To help answer this question, a recent study investigated whether the culture surrounding pain medication prescription habits in different countries could be contributing to opioid misuse. 

People at a pharmacy counter getting medication

Researchers asked the question: after surgery, do the rates of opioid prescriptions dispensed vary between the United States, Canada and Sweden?

Tbel Abuseridze on Unsplash

The researchers compared patients undergoing low-risk surgeries in the US and Canada (the two countries with the highest per capita consumption of opioids) with patients in Sweden, and found that patients in the US (76.2%) and Canada (78.65) were seven times more likely to fill opioid prescriptions after surgery compared to Swedish patients (11.1%). And of these prescriptions, 45% of prescriptions in the US surpassed a threshold equivalent to 200 mg of morphine compared to just 5.4% in Sweden. 
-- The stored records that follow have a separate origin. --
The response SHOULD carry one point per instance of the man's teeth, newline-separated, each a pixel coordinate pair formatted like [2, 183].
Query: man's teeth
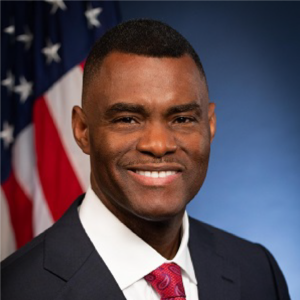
[155, 174]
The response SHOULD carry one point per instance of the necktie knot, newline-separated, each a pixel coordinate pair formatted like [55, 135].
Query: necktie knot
[167, 281]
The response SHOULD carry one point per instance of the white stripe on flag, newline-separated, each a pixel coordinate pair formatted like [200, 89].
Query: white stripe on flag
[60, 100]
[7, 238]
[24, 166]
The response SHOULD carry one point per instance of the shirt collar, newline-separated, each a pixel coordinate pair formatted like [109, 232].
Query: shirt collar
[123, 250]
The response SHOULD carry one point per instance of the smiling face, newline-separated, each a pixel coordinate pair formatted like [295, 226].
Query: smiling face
[147, 126]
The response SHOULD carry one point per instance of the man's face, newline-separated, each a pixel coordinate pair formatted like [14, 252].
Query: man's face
[147, 128]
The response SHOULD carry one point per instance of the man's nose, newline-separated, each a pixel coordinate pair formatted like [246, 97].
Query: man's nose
[157, 140]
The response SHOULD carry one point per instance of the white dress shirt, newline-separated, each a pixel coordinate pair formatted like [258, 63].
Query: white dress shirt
[127, 256]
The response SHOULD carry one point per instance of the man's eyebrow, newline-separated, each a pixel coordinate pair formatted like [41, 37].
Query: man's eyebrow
[125, 107]
[193, 106]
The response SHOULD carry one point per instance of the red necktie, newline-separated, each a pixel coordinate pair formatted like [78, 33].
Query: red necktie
[167, 281]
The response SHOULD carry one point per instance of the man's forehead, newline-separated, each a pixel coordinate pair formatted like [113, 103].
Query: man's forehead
[145, 80]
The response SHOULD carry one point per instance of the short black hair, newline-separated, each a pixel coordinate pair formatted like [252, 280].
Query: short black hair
[144, 37]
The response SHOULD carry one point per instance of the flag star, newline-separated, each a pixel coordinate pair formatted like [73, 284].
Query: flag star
[26, 38]
[10, 30]
[24, 89]
[9, 81]
[7, 134]
[51, 52]
[92, 16]
[56, 4]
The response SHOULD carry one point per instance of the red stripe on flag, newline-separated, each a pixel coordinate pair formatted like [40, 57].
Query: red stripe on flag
[57, 177]
[20, 208]
[82, 64]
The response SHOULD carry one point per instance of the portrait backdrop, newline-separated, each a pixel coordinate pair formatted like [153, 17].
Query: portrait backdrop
[250, 52]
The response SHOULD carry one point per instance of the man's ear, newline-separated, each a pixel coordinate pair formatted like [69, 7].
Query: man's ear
[80, 129]
[212, 120]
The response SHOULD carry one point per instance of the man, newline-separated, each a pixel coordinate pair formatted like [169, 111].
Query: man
[147, 124]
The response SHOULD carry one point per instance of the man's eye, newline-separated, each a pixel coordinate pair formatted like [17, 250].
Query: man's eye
[127, 120]
[184, 120]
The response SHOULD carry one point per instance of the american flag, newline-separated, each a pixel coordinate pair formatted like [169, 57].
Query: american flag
[43, 45]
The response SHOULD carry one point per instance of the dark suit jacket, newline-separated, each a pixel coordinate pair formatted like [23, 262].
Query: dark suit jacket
[62, 264]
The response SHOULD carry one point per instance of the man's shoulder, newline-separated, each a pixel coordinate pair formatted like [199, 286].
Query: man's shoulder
[224, 243]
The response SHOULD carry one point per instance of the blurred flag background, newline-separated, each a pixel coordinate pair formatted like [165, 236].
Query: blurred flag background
[43, 45]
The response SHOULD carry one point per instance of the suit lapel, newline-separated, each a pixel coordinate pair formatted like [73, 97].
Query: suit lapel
[218, 279]
[70, 255]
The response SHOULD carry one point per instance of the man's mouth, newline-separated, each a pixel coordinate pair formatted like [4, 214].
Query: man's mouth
[155, 174]
[154, 177]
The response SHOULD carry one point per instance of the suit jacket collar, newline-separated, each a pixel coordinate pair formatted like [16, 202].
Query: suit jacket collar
[70, 255]
[217, 277]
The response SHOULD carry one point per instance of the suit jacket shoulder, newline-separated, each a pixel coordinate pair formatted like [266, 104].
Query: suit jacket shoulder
[245, 270]
[59, 264]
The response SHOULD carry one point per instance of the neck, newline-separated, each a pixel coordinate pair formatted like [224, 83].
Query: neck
[162, 235]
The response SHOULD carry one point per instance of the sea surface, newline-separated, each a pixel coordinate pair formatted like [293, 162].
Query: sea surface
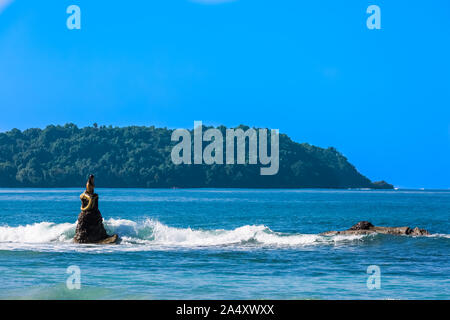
[225, 244]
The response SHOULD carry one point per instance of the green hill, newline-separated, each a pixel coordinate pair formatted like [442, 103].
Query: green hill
[63, 156]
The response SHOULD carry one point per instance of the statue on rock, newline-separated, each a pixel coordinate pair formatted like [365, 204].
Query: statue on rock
[90, 227]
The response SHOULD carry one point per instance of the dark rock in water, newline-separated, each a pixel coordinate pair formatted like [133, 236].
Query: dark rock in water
[382, 185]
[365, 227]
[90, 227]
[362, 225]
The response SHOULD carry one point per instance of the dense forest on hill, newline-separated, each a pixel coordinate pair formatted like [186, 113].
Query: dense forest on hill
[63, 156]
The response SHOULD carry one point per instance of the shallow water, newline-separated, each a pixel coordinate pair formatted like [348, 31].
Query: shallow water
[225, 244]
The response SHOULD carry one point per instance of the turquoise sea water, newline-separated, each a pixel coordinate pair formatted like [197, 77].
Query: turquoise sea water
[225, 244]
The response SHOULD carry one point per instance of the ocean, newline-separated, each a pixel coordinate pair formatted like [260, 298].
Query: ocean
[225, 244]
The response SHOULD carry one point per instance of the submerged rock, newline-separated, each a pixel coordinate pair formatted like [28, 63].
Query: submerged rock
[90, 228]
[365, 227]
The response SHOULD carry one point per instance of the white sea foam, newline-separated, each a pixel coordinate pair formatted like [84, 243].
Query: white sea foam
[152, 235]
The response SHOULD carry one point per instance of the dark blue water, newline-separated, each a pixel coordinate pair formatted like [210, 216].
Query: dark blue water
[225, 244]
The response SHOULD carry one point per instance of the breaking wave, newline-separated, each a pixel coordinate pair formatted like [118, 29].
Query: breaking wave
[151, 234]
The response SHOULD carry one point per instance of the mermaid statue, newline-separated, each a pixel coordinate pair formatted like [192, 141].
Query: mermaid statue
[90, 228]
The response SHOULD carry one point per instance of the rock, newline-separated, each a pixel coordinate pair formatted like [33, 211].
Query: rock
[362, 225]
[382, 185]
[365, 227]
[90, 227]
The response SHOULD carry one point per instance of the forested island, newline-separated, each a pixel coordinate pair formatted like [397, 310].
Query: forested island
[140, 157]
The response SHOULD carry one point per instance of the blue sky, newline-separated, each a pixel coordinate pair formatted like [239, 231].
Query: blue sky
[310, 68]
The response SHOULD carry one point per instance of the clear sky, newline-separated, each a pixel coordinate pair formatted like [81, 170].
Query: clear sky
[309, 68]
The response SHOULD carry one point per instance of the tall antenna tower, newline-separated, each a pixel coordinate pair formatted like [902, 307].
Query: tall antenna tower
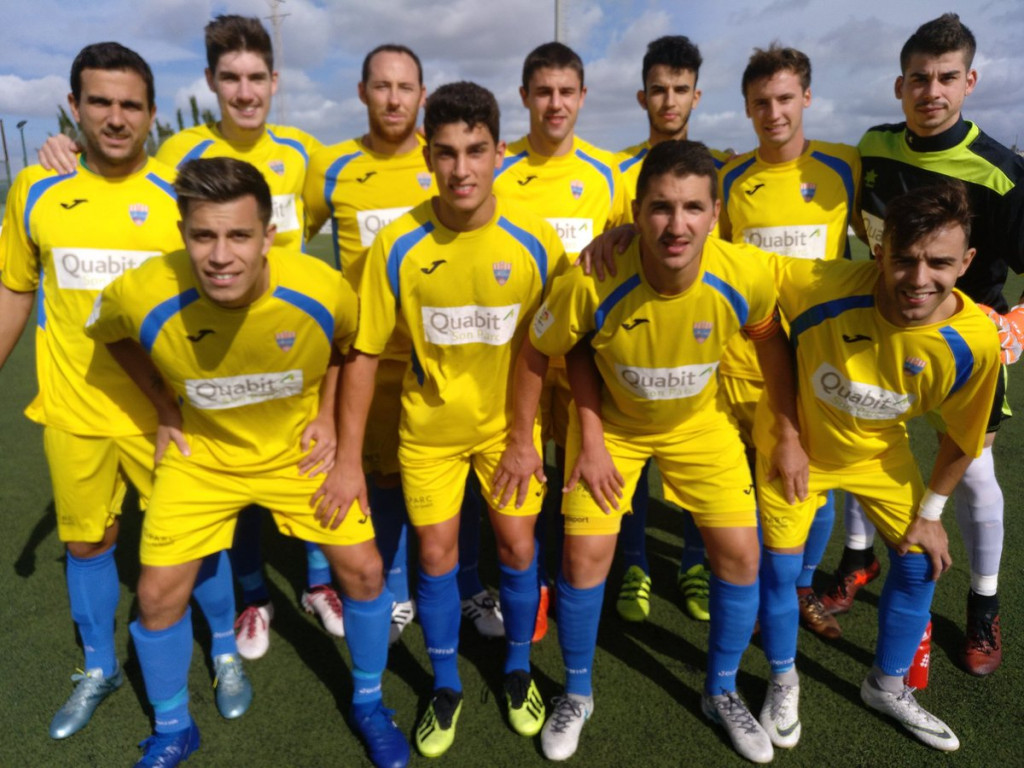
[280, 105]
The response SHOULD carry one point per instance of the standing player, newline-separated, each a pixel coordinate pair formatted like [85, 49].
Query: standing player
[934, 143]
[236, 410]
[796, 197]
[360, 185]
[657, 331]
[463, 272]
[65, 238]
[930, 348]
The large dataset allowed researchers to compare demographically similar patients and conclude that systemic factors, such as prescribing habits, public attitudes towards pain medication, and the drug marketing and regulatory processes, were likely impacting US prescription numbers more than individual patient needs. 

These numbers highlight a stark difference in the drug culture of the US compared to Sweden. Although the data in this study cannot represent the number of pills that patients consumed, a 2018 study found that the US patients consume between 5-59% of their prescribed opioids, and an overwhelming 70 percent of people kept these unused pills. With 11.4 million Americans misusing prescription opioids per year, it stands to reason that America’s recovery from the opioid epidemic may require systemically altering how drugs are prescribed. 
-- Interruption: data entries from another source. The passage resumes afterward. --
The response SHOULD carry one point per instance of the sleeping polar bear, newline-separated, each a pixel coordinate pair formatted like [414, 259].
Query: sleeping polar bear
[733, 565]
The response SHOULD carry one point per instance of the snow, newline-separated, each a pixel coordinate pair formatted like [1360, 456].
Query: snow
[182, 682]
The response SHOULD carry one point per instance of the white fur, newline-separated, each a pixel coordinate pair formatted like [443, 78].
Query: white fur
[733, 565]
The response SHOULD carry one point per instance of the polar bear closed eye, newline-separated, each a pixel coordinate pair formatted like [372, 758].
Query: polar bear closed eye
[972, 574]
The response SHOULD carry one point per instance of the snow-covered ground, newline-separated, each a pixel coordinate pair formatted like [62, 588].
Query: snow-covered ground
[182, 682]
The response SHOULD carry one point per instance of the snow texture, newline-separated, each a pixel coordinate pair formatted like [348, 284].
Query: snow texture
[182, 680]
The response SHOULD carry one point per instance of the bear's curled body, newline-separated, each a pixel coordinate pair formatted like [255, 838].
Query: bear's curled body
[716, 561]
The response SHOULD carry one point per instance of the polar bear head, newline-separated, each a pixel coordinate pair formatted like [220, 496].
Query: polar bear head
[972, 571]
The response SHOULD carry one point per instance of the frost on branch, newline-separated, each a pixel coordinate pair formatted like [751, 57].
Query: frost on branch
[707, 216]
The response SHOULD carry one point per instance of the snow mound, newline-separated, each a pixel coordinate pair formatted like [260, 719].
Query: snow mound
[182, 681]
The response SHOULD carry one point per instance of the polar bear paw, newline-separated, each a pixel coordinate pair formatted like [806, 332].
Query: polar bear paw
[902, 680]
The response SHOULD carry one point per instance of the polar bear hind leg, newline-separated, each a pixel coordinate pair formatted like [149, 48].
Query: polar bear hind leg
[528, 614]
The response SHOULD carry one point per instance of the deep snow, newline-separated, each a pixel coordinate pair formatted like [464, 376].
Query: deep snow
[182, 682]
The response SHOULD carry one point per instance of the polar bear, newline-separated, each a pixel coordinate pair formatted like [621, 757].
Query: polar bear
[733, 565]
Some changes have already begun: in 2016, Massachusetts was the first state to implement a seven-day limit on opioid prescriptions to reduce the amount of unused drugs available in homes, a practice that many US states have implemented since then. Additionally, studies investigating how to manage pain through short-term opioid prescriptions or non-opioid pain medications, like acetaminophen and ibuprofen, will be of great value moving forward. While solving the opioid crisis will take time, quantifying the pain management needs of patients and organizing the vast data sets of prescription information can help us formulate solutions.